Como uma peça bem encenada, ele sabe muito bem captar a atenção dos visitantes. Neste momento, o jornalista e escritor Ângelo West já sacou da mochila uma caneta e seu bloco de notas, com olhos ávidos, fixos no guia.
— Há uns 20 anos vim para cá para viver isolado, na minha cabana. Não tive como, mas acabei me habituando com as idas e vindas dos turistas pelas trilhas do morro e virei guia.
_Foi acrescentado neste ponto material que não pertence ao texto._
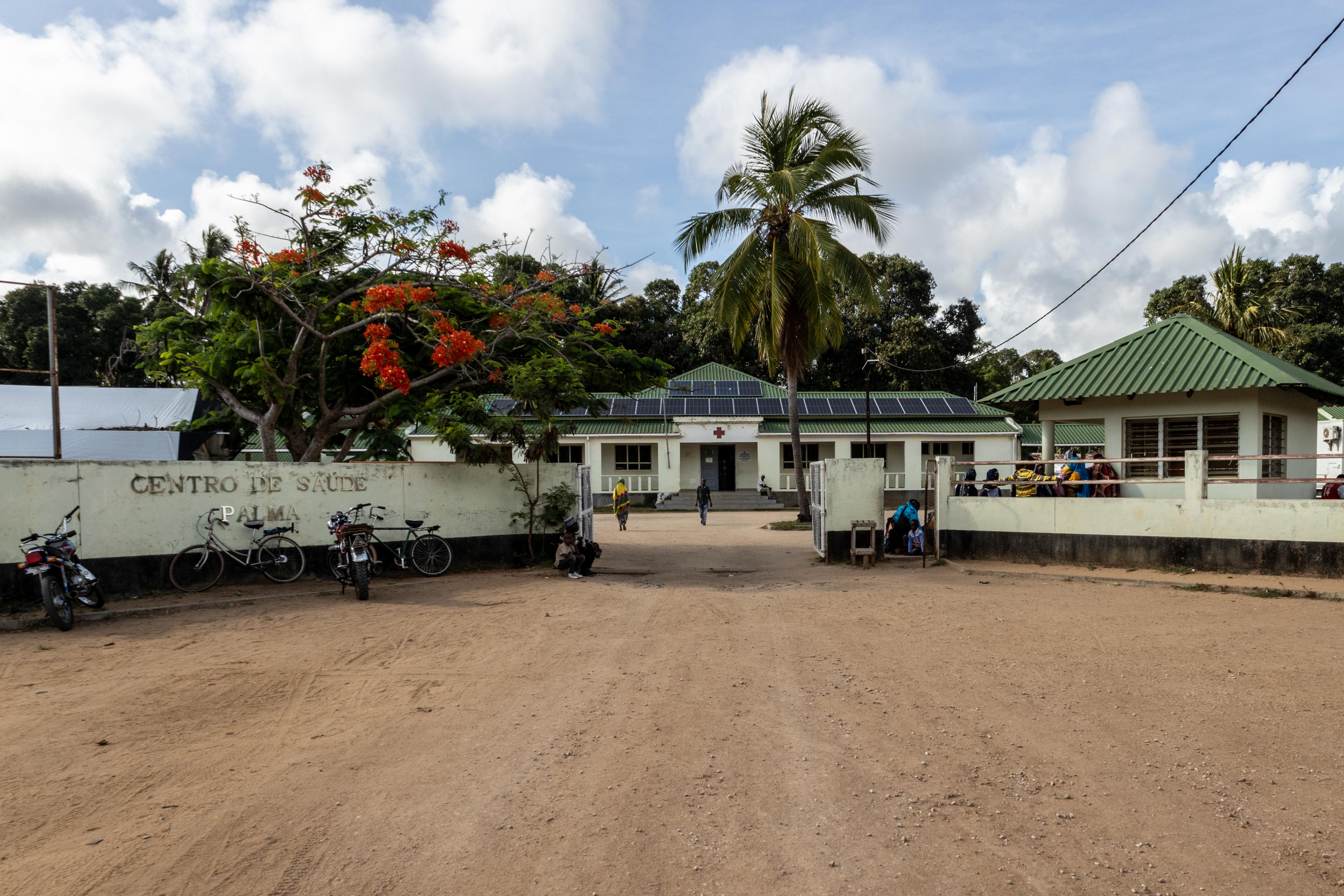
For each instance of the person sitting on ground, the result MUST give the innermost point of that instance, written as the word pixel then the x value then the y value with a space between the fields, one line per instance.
pixel 915 539
pixel 899 524
pixel 569 556
pixel 966 489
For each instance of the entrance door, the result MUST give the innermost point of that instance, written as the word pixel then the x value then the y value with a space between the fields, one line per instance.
pixel 710 465
pixel 728 468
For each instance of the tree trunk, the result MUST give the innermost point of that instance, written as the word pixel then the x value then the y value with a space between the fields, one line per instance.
pixel 800 467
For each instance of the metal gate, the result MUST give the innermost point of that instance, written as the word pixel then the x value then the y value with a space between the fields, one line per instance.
pixel 587 503
pixel 816 489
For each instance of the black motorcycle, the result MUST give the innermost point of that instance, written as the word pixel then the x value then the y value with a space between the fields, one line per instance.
pixel 64 580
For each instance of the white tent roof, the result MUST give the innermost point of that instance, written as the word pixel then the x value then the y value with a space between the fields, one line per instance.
pixel 92 407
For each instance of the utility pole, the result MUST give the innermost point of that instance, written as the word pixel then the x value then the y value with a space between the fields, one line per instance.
pixel 51 359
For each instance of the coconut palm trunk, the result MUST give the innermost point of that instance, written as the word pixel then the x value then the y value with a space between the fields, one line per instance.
pixel 796 189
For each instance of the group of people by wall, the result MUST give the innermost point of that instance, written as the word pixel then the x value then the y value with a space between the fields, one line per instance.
pixel 1076 477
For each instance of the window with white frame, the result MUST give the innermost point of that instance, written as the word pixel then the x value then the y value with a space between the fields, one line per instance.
pixel 635 457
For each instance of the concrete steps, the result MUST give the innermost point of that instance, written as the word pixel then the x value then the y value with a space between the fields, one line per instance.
pixel 741 500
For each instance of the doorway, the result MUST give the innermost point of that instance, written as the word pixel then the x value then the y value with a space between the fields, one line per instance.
pixel 728 468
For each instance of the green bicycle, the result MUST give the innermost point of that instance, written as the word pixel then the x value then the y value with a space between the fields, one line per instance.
pixel 420 548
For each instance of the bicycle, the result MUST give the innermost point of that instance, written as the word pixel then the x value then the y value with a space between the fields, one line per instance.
pixel 200 566
pixel 421 548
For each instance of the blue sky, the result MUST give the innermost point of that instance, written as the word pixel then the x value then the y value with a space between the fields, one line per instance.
pixel 1025 141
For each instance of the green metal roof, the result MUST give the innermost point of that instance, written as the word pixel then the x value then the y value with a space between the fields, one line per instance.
pixel 888 426
pixel 1066 434
pixel 1176 355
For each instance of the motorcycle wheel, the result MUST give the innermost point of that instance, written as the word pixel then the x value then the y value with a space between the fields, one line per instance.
pixel 197 569
pixel 280 559
pixel 58 608
pixel 430 555
pixel 93 598
pixel 361 574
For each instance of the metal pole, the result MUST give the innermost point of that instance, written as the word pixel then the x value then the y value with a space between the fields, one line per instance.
pixel 56 373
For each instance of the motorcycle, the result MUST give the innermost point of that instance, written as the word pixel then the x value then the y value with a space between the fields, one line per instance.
pixel 61 575
pixel 353 553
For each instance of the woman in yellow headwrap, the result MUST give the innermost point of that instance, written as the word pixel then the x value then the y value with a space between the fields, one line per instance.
pixel 622 502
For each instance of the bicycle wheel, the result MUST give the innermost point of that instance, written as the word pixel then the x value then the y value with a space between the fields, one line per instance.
pixel 359 570
pixel 430 555
pixel 197 569
pixel 57 604
pixel 280 559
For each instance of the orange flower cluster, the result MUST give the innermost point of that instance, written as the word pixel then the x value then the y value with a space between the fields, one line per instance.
pixel 455 346
pixel 454 249
pixel 289 256
pixel 382 362
pixel 393 298
pixel 249 252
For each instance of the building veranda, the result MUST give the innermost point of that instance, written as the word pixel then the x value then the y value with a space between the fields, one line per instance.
pixel 730 429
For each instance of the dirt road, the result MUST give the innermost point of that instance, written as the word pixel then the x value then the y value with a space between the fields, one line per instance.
pixel 744 721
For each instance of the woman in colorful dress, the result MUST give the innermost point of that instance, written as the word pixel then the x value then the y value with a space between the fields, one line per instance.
pixel 622 502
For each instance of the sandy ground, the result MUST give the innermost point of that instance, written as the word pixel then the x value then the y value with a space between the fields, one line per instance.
pixel 781 729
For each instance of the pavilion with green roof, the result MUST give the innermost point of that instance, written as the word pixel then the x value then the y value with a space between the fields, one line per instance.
pixel 1181 385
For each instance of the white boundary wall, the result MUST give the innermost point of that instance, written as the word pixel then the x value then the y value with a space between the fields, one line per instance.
pixel 151 508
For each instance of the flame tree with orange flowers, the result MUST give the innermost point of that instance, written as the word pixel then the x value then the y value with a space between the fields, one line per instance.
pixel 357 317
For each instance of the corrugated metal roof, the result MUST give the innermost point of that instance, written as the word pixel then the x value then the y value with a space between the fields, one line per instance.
pixel 956 426
pixel 1066 434
pixel 1176 355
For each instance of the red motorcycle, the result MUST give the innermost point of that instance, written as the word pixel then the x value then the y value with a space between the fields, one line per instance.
pixel 61 575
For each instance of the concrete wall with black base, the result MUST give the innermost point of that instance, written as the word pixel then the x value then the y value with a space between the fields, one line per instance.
pixel 135 516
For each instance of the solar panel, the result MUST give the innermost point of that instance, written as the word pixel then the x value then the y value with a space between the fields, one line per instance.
pixel 912 406
pixel 961 406
pixel 886 406
pixel 937 406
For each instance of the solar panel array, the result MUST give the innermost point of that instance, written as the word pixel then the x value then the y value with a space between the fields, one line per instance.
pixel 742 398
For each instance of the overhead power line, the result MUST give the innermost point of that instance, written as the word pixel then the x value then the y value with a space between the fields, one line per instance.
pixel 1135 240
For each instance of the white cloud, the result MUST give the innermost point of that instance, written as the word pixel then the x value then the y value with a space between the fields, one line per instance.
pixel 639 276
pixel 531 210
pixel 1019 232
pixel 323 78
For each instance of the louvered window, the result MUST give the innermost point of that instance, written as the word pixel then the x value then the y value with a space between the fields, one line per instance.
pixel 1143 439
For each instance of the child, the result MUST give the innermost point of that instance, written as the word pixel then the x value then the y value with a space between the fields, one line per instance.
pixel 915 539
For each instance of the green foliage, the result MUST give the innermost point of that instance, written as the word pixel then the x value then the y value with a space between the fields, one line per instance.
pixel 94 335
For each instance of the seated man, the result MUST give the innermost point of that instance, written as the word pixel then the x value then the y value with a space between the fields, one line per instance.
pixel 915 539
pixel 569 556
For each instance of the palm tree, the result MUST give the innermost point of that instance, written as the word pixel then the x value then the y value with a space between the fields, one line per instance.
pixel 798 186
pixel 1242 306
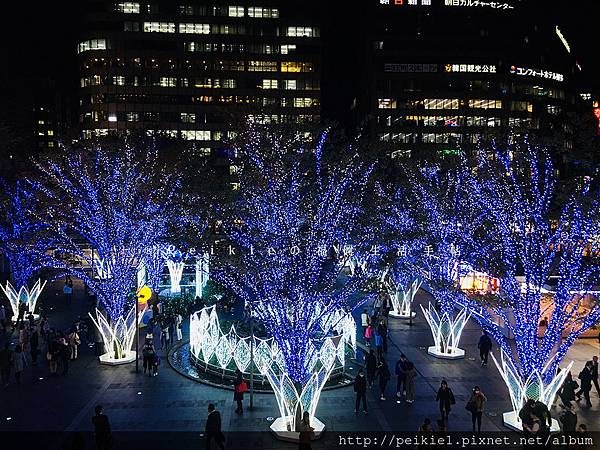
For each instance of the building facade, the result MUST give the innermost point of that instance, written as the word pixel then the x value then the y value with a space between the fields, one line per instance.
pixel 191 70
pixel 443 74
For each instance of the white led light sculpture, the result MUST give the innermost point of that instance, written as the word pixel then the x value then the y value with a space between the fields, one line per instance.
pixel 202 274
pixel 401 298
pixel 446 332
pixel 211 346
pixel 533 387
pixel 117 337
pixel 23 295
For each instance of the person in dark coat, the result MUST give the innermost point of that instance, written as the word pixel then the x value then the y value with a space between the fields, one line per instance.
pixel 383 332
pixel 401 375
pixel 102 431
pixel 383 373
pixel 568 419
pixel 585 376
pixel 484 346
pixel 567 391
pixel 371 366
pixel 34 342
pixel 213 428
pixel 360 387
pixel 238 392
pixel 594 373
pixel 445 398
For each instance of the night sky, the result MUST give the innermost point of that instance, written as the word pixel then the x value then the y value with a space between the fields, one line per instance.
pixel 40 40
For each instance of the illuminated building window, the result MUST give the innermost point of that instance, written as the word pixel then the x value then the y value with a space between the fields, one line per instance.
pixel 270 84
pixel 265 13
pixel 230 65
pixel 386 103
pixel 236 11
pixel 188 117
pixel 128 8
pixel 521 106
pixel 288 48
pixel 159 27
pixel 92 44
pixel 262 66
pixel 228 29
pixel 186 10
pixel 553 109
pixel 302 32
pixel 167 82
pixel 291 66
pixel 194 28
pixel 196 135
pixel 440 103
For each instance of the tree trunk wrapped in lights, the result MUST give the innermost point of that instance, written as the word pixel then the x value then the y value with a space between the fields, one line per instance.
pixel 537 234
pixel 119 203
pixel 293 208
pixel 24 242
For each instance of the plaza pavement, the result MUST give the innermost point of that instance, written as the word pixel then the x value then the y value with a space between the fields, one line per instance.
pixel 169 411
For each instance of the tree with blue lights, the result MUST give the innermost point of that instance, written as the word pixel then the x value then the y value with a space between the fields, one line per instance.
pixel 24 241
pixel 446 222
pixel 538 235
pixel 294 206
pixel 116 203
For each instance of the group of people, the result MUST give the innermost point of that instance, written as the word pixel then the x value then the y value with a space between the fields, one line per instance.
pixel 61 348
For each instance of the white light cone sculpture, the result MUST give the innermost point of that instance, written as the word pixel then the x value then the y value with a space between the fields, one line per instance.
pixel 202 274
pixel 118 337
pixel 211 346
pixel 23 295
pixel 175 273
pixel 402 299
pixel 446 332
pixel 532 388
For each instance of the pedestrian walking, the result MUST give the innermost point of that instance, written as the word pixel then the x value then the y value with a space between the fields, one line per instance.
pixel 400 372
pixel 360 388
pixel 155 363
pixel 484 346
pixel 475 406
pixel 383 332
pixel 53 355
pixel 368 335
pixel 445 398
pixel 371 366
pixel 567 390
pixel 19 362
pixel 240 387
pixel 6 359
pixel 594 374
pixel 34 341
pixel 411 374
pixel 585 376
pixel 306 433
pixel 213 428
pixel 568 419
pixel 147 357
pixel 68 292
pixel 178 321
pixel 378 345
pixel 383 373
pixel 3 318
pixel 102 430
pixel 73 341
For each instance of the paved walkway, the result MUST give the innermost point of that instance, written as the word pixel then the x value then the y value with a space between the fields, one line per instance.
pixel 139 406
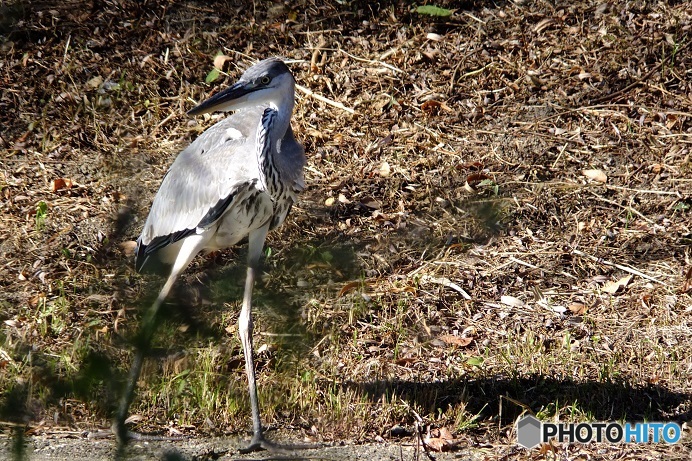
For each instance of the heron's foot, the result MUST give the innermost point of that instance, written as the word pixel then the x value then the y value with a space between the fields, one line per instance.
pixel 259 443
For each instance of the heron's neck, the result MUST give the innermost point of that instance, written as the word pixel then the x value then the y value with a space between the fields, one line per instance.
pixel 272 128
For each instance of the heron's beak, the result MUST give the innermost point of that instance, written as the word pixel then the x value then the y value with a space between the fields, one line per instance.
pixel 229 99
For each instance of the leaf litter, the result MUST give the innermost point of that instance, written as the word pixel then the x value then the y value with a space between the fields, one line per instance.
pixel 517 171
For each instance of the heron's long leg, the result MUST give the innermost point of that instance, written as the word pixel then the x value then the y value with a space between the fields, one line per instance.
pixel 245 329
pixel 190 247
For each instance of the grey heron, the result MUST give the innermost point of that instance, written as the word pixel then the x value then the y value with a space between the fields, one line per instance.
pixel 237 179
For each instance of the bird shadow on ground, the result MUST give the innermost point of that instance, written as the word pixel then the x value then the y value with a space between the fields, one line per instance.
pixel 503 399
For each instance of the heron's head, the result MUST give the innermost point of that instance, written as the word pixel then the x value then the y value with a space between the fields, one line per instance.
pixel 268 81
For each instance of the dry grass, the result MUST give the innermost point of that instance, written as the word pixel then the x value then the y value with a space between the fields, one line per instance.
pixel 450 259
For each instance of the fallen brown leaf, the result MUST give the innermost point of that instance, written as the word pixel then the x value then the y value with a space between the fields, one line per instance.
pixel 596 175
pixel 456 340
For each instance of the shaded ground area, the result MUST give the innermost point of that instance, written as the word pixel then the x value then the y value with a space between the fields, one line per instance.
pixel 497 222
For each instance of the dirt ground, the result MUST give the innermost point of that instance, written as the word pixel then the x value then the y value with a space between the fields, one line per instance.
pixel 497 221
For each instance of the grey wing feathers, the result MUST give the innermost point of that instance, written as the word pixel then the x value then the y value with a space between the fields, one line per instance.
pixel 201 183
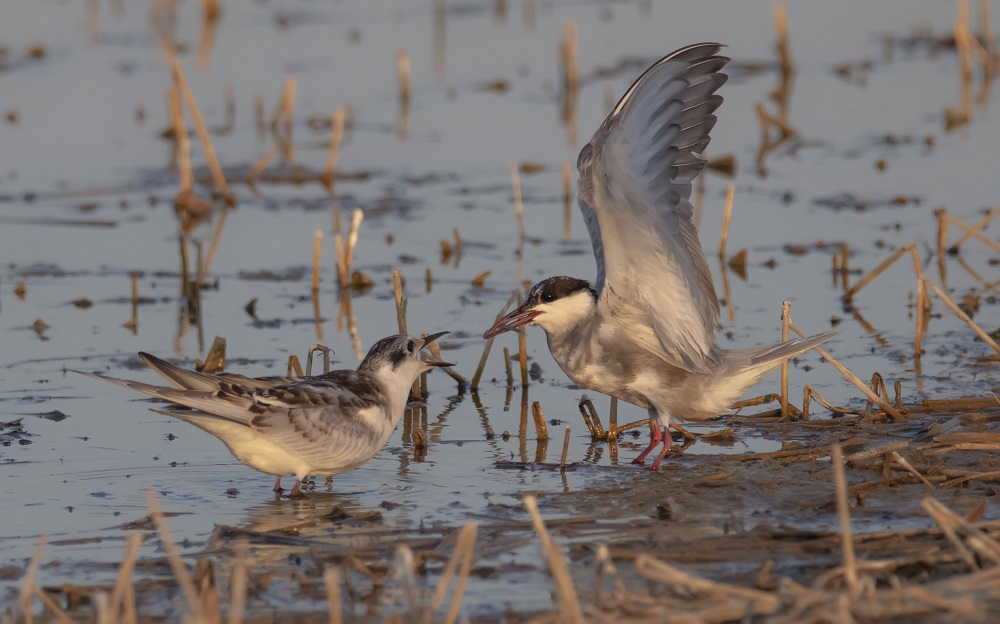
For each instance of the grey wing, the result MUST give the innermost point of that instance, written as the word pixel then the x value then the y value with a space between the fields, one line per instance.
pixel 634 192
pixel 313 419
Para isto precisava conhecer muito bem os caminhos da montanha, ou não teria como orientar os visitantes. Por isso, além de buscar toda a informação, fiz diversas caminhadas para demarcar por onde seria mais seguro chegar à parte mais alta deste belo lugar, à Pedra dos Anjos. Hoje, gosto de contar parte do que descobri nesse tempo todo antes de iniciar uma trilha — explicou Pedro.
— Dizem que tudo começou na época da Pangeia, como era chamado o continente existente, formado por um único bloco de terra rodeado de mar por todos os lados. Um pouco antes disso que vou contar, os primeiros pais, Adão e Eva, tinham sido expulsos do Jardim do Éden, preparado para eles pelo Criador. O casal tinha desobedecido a orientação dele sobre o que podiam comer e o que não podiam. Não por falta de aviso, mas por decisão própria, resolveram comer do fruto da Árvore do Conhecimento do Bem e do Mal e se tornaram mortais. Para que não comessem do fruto da Árvore da Vida, que também existia no lugar, e vivessem para sempre nesse estado decaído, o Pai Eterno mandou que um anjo, um querubim, ficasse de guarda. Adão e Eva foram expulsos do Jardim e outros quatro anjos ficaram de guarda, um em cada canto, para impedir que qualquer outro humano fosse habitar lá — segue o guia com sua narrativa, de forma solene.
Madeleine Dubois, a turista francesa que acompanhava o jornalista, já tinha feito aquele passeio anos atrás e por isso ouvia a história com naturalidade. Ângelo nem piscava, de tão atento e impressionado.
— Um belo dia, depois de ter separado a Pangeia em vários continentes e ilhas, o Criador resolveu que tiraria o Jardim do Éden do mapa e o deixaria espalhado pelas novas terras. Então chamou os cinco anjos guardiões para uma conversa sobre o assunto. Disse que cada um deles poderia ficar com um pedaço do Éden e guardá-lo onde achasse mais apropriado. O anjo do Norte escolheu uma terra que na época ficava além dos continentes gelados que conhecemos hoje. O do Leste resolveu levar seu pedaço do jardim para a Europa. O anjo guardião da Árvore da Vida disse que seu pedaço deveria ficar no Céu, junto do Pai, onde estaria mais bem protegido do mundo dos homens. O anjo do Oeste resolveu que algo tão belo como a parte que lhe cabia, deveria ficar onde as pessoas pudessem visitar quando tivessem vontade. Naquele pedaço de chão abençoado encontrariam paz, sossego, descanso, harmonia, ar puro e uma beleza tão grande que iluminaria a alma. Muitos teriam vontade de ficar lá para sempre, levando uma vida melhor. Então, o anjo do Oeste trouxe seu pedaço para cá, neste rincão onde estamos agora. É apenas uma lenda, claro, mas isso explica o motivo desse lugar ser tão belo e inspirador — complementa Pedro, como se fosse o final da história.
Nesse momento em que a narrativa da lenda parecia ter acabado, Ângelo perguntou:
— Ei, para onde o anjo do Sul levou seu pedaço?
Pedro sorveu um mate lentamente enquanto observava as reações dos dois visitantes e explicou:
— Deixei essa parte por último de propósito, porque do meu ponto de vista é a parte mais linda dessa lenda. O anjo do Sul pensou um pouco e decidiu espalhar sua porção do Éden no coração das pessoas. Disse ao Criador que com isso esperava deixar uma centelha viva em cada uma delas, que trouxesse à mente os sentimentos que só existiam no Jardim e as levaria a buscar um lugar, ou um estado de espírito que pudessem chamar de lar. E assim foi e assim é até hoje — finaliza Pedro, com um toque de mistério.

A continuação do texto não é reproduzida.